Friday, April 17, 2009

Dumpster Diving: Deathblow #1-2

Welcome to the first installment of "Dumpster Diving". What is Dumpster Diving, you ask? Well, even if you aren't asking, I'll tell you anyway. This is when I go back through some comics I either haven't read yet, or I read them a LONG time ago and forgot about them.

I tend to have a memory that contains the most recent week's information, so I don't remember much.

We will grade these on 2 different scales. If I have read an entire story arc, we will do a simple 1-10 rating, with 10 being high.

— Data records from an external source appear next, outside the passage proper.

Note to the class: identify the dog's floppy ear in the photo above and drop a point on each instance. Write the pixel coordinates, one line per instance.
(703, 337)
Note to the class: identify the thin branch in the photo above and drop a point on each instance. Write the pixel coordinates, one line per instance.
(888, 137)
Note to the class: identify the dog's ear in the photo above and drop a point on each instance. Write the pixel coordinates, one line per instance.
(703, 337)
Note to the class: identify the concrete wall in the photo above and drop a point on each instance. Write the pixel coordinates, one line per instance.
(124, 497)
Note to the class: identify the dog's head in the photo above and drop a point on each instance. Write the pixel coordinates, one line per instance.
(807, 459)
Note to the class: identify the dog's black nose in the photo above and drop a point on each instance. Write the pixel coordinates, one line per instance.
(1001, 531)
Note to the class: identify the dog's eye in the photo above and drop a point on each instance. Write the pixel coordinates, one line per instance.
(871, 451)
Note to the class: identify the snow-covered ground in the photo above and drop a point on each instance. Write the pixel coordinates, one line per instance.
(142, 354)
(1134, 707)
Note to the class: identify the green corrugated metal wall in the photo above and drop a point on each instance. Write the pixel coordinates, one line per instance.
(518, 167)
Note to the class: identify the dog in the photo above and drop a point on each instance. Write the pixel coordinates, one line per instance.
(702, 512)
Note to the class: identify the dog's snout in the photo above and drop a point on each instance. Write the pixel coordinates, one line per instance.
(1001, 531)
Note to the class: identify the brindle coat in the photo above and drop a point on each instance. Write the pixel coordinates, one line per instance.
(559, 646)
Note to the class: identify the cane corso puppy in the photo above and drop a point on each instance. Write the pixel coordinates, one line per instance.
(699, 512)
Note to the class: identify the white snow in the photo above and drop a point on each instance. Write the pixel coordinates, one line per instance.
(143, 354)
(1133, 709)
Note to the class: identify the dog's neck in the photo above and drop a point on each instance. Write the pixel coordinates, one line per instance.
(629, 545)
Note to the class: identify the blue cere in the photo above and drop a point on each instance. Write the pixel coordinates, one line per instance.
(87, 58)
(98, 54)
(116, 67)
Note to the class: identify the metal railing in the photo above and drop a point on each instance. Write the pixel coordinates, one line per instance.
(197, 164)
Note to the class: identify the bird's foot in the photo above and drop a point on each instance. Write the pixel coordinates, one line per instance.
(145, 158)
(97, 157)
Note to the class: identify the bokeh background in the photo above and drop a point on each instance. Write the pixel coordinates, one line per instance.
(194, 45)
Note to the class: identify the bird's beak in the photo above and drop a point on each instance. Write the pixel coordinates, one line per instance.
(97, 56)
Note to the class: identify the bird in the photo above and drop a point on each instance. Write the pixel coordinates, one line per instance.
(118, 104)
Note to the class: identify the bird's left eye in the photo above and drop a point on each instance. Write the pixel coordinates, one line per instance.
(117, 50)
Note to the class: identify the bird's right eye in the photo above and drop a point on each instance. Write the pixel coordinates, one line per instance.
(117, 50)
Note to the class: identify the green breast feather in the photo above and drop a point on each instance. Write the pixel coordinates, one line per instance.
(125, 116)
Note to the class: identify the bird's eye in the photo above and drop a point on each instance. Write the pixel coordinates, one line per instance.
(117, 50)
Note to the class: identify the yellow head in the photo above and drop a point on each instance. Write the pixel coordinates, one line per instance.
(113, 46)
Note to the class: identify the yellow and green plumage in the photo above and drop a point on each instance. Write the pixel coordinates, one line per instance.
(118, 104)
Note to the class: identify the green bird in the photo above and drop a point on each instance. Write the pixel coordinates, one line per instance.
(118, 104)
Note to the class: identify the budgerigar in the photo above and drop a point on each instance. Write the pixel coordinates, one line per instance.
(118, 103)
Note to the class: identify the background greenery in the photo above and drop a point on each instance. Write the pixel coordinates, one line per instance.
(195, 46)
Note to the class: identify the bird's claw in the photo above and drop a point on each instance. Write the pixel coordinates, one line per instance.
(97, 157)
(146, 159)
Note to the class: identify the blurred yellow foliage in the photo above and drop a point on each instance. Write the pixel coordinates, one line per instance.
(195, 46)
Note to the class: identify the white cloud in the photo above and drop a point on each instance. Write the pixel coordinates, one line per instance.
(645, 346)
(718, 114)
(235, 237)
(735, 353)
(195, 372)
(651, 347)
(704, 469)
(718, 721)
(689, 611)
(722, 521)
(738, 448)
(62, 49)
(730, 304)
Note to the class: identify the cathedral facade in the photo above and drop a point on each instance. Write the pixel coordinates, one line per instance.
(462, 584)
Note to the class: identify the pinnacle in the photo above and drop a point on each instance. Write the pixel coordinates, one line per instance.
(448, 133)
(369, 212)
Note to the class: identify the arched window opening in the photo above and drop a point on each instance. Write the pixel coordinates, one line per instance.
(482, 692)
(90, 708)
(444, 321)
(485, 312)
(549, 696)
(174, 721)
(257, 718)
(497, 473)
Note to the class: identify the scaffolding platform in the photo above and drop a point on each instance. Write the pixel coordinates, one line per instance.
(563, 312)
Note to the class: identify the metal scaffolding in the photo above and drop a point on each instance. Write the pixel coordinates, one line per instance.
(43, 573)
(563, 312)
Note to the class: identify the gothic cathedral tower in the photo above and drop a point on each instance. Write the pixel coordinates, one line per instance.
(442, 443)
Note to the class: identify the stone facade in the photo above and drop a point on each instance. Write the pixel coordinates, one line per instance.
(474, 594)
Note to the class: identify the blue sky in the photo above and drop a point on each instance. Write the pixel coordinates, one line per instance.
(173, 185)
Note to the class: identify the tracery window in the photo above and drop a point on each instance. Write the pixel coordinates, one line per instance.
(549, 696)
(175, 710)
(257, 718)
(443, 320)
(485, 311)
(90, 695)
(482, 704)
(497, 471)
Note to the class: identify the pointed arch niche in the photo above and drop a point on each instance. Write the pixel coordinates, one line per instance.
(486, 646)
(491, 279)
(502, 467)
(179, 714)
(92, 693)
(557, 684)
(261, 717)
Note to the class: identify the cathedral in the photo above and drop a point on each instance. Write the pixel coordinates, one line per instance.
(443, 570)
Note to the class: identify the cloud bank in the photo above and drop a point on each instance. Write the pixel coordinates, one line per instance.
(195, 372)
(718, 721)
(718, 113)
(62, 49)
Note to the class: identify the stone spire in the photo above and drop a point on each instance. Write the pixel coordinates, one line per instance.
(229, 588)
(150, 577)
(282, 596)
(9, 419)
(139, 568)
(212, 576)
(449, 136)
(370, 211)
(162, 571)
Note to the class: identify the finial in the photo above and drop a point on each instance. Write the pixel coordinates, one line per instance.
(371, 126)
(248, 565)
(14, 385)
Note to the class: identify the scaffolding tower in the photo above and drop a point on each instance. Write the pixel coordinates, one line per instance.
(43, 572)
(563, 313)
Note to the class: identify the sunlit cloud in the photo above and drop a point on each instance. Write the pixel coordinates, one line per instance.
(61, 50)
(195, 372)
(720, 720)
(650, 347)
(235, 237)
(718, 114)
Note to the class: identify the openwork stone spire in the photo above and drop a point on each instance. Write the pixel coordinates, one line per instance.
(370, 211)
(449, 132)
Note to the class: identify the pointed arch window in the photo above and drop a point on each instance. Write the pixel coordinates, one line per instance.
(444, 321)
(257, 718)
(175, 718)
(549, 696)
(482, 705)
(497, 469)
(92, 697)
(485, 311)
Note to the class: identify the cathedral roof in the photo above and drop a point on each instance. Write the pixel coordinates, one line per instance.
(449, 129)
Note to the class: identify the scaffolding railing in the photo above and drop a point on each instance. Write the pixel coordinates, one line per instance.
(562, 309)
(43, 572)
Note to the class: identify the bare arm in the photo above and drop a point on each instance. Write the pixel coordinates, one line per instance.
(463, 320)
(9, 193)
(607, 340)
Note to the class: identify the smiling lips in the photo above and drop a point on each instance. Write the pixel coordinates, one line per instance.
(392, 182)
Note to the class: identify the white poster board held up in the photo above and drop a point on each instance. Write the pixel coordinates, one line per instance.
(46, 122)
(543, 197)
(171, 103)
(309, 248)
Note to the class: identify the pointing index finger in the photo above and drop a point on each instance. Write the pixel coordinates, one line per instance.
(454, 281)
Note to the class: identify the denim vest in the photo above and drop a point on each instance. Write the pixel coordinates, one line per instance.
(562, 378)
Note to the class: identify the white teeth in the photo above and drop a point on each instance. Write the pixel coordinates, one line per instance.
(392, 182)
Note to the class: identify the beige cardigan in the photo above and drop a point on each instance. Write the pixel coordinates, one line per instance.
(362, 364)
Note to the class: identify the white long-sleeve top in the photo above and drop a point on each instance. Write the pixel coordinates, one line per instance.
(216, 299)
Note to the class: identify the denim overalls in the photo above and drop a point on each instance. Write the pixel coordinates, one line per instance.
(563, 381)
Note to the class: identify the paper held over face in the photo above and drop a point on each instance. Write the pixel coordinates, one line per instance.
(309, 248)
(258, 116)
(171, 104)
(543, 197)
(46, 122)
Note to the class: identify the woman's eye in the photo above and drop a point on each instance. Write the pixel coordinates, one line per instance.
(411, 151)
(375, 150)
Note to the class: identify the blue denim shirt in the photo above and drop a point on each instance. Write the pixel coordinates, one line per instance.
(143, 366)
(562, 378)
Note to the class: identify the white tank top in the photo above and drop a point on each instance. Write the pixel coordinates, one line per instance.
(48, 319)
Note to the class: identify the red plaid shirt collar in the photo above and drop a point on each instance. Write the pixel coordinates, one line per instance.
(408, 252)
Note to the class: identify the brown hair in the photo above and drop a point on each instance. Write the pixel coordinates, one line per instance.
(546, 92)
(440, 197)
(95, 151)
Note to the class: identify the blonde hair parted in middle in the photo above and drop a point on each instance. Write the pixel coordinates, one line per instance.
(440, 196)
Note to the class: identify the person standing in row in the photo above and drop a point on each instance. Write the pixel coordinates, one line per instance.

If I did not read the whole arc (as is the case with this entry), we will employ The Regret Scale.

The Regret Scale is similar to a 1-10 scale, with 1 meaning I saved myself from a hell so real and complete, that I want to take time out to smell the flowers, do charity work, hug my loved ones, and do all I can to improve the world around me. A 10 grading means that I want to walk off of a cliff because I did not continue on with the storyline.

Deathblow #1-2. The cover date is December of 2006 and January of 2007. Why did I sit on this for so long?? Our creative team features a story by Brian Azzarello and art by Carlos D'Anda. Let's give it up for them!

Azzarello wrote the Joker graphic novel, impressively, I might add.

These two issues find Mr. Blow being rescued by the U.S. military, as he was missing and presumed dead for 6 years. GREAT splash page with the helicopters.

Upon his return, I think I am supposed to walk away believing that he has been mentally re-programmed or some such nonsense. He is reunited with a family that he does not remember, talks to a talking dog (WTF), and seems to go apeshit by the end of issue #2.

I feel like the premise of the story was pretty good, and had I continued reading the story, it would have probably made more sense. As it stands, since I was not roped in right away, I will leave my Deathblow collection at #1 and #2.

Artwork: very solid. Some of it was pretty awesome, yet very dark, and I get it, it's a dark book.

The Regret Scale: 6. Take it or leave it. Had I read it when I was buying them, chances are high I would have continued.

1 comment:

Marcus said...

Mr. Blow. Love it. Cool Regret Scale, by the way.